Intel’s CEO Brian Krzanich met with President Donald Trump to announce a $7 billion investment in a semiconductor factory in Chandler, Arizona. Construction began in 2011.
Fab 42, which will focus on 7 nanometer (nm) chips, is expected to support more than 10,000 long term jobs, 3,000 of which will be directly employed by Intel.
The times, they are a… different
The factory was announced in 2011, with a target completion data of 2013. Then-head of manufacturing Brian Krzanich told USA Today: “The big part of my job is when to decide to build a new lab. It’s a very large, complex construction process. Think of making one of the world’s largest nuclear reactors. And I have not missed one deadline yet.”
The next year, then-President of the United States, Barack Obama, visited the factory which was then planning to manufacture 14nm chips.
But then market conditions changed. Despite essentially completing the main building, Intel announced in 2014 that it would instead build 14nm chips at existing facilities in Oregon and Arizona, after suffering a downturn in PC sales. It, however, maintained that it still planned to use the site.
Now, Intel hopes to build a new generation of chips, using new equipment it ordered in 2015 just for this very occasion. In 2016, it announced it would cut 12,000 jobs worldwide as it focused on newer product lines.
It is also important to note that Intel could not manufacture 7nm products outside of the US due to the Wassenaar Arrangement, which requires a company to receive government approval before it can export manufacturing equipment that can produce chips smaller than 45nm.
“This would have happened anyway. This was always part of their plan,” Jim McGregor, analyst at Tirias Research in Phoenix, told the Chicago Tribune. “But obviously, the current administration and Intel are going to try to get some political gain out of it.”
“This factory will produce the most powerful computer chips on the planet, powering the best computers, the best data centers, autonomous cars,” Krzanich said, standing next to Trump. “All of these devices are the most powerful computing devices on the planet.”
In a letter to employees, Krzanich added: “Why did we choose to do this announcement at the White House?

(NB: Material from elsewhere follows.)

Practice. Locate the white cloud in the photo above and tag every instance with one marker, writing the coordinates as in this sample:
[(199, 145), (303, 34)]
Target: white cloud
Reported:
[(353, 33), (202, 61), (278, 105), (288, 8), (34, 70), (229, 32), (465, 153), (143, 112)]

Intel is proud of the fact that the majority of our wafer manufacturing and R&D is based in the United States… despite the fact that from a tax and regulatory position we have been disadvantaged relative to the rest of the world where we compete.
“That’s why we support the Administration’s policies to level the global playing field and make U.S. manufacturing competitive worldwide through new regulatory standards and investment policies.”
During the 2016 campaign, Krzanich invited Trump to his home for “a conversation about the issues,” but canceled the meeting after the mostly-Democratic Silicon Valley criticized it as a fundraiser. He also took part in last year’s tech summit in the Trump tower.
But Intel has no unwaveringly supported Trump, and was one of the nearly 100 companies to sign a legal brief against Trump’s recent travel ban.
This is also not the first time that critics have claimed Trump has attached his name to an announcement that would have otherwise happened.
The Trump team previously took credit for a $50 billion/50,000 job investment from SoftBank, which had been announced prior to his election victory. They also took credit for an Amazon announcement that it would add 100,000 new jobs over the next 18 months, but Amazon’s latest quarterly report shows it added 100,000 in the year leading up to his election. Trump himself took credit for stopping a Ford factory moving, despite the company claiming that it never planned to move the facility.